Sequence Classification -- Fine Tune?


I am new to Transformers/NLP.

I am trying to use Transformers for text classification. If I am not classifying to one of the pre-made GLUE benchmarks (and using my own use-case classes & texts), do I have to “fine-tune” the model? If I have 35k texts, and 2 labels (imbalanced – 98% vs 2%) can I just use the AutoModelforSequenceClassification to throw a softmax on the end of the transformer, and train that softmax? Or do I fine-tune the whole thing, using this tutorial?

Thanks! I am excited about better understanding the field and more effectively using the library.

Hi @AlanFeder,

I’m not familiar with imbalanced datasets, but if I were you, I would try using examples/text-classification/
In this example, instead of assigning GLUE benchmarks task names, we can use our own train_file, validation_file, and test_file.

python \
  --model_name_or_path bert-base-cased \
  --train_file train_file_name \
  --validation_file validation_file_name \
  --do_train \
  --do_eval \
  --max_seq_length 128 \
  --per_device_train_batch_size 32 \
  --learning_rate 2e-5 \
  --num_train_epochs 3 \
  --output_dir /path/to/output/

You can use CSV or JSON.
datasets.load_dataset is used in the script, so the document of datasets.load_dataset for local files may help you.

I remember that columns of the following format were easier to handle, but even if the names or order of the columns are different, it may work if the code is rewritten appropriately.
(Please see transformers/ at 5ed5a54684ef059fa4c9710858b8e03c61295914 · huggingface/transformers · GitHub for the detail.)

sentence1, sentence2, label


sentence, label

Again, I’m not familiar with imbalanced datasets, so I don’t think I’ve answered your question “do I have to fine-tune?” Sorry.

I am just one of the users who is learning about this library, so I hope you can get more useful advice from someone who knows more than I do.


Hi @AlanFeder, in addition to @yusukemori’s useful advice you might find it instructive to start by working through the following tutorial on text classification:

The short answer to your question is that you generally do have to fine-tune one of the pretrained language models like distilbert-base-uncased using AutoModelForSequenceClassification.

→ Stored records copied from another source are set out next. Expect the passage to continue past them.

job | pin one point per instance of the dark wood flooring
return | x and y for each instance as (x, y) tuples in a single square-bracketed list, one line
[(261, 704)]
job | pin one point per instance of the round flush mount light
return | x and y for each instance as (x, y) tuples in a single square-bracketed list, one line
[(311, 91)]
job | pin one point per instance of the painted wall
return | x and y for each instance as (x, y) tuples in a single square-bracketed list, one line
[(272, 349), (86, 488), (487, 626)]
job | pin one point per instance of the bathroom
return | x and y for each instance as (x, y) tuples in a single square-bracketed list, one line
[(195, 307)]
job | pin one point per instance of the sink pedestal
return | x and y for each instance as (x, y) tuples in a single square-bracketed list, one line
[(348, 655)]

An alternative, but less performant, approach is to just use the last hidden states of the model as input features to a classifier like logistic regression. Jay Alammar has a nice example here (along with tons of great explanations about Transformers): A Visual Guide to Using BERT for the First Time – Jay Alammar – Visualizing machine learning one concept at a time.

To tackle the imbalance, you could try upsampling (downsampling) the minority (majority) class or failing that weight the classes directly in the loss function of the Trainer: Trainer — transformers 4.2.0 documentation



Thanks @lewtun and @yusukemori for your help!

I tried the method you mentioned in Jay Alammar’s post – it indeed worked, but had weak performance (was beaten by my “benchmark” of tfidf/logistic regression) - so I will indeed attempt to use the fine-tune with Trainer. I may try to downsample the majority class, at least at first, to make it run faster.

Thanks again!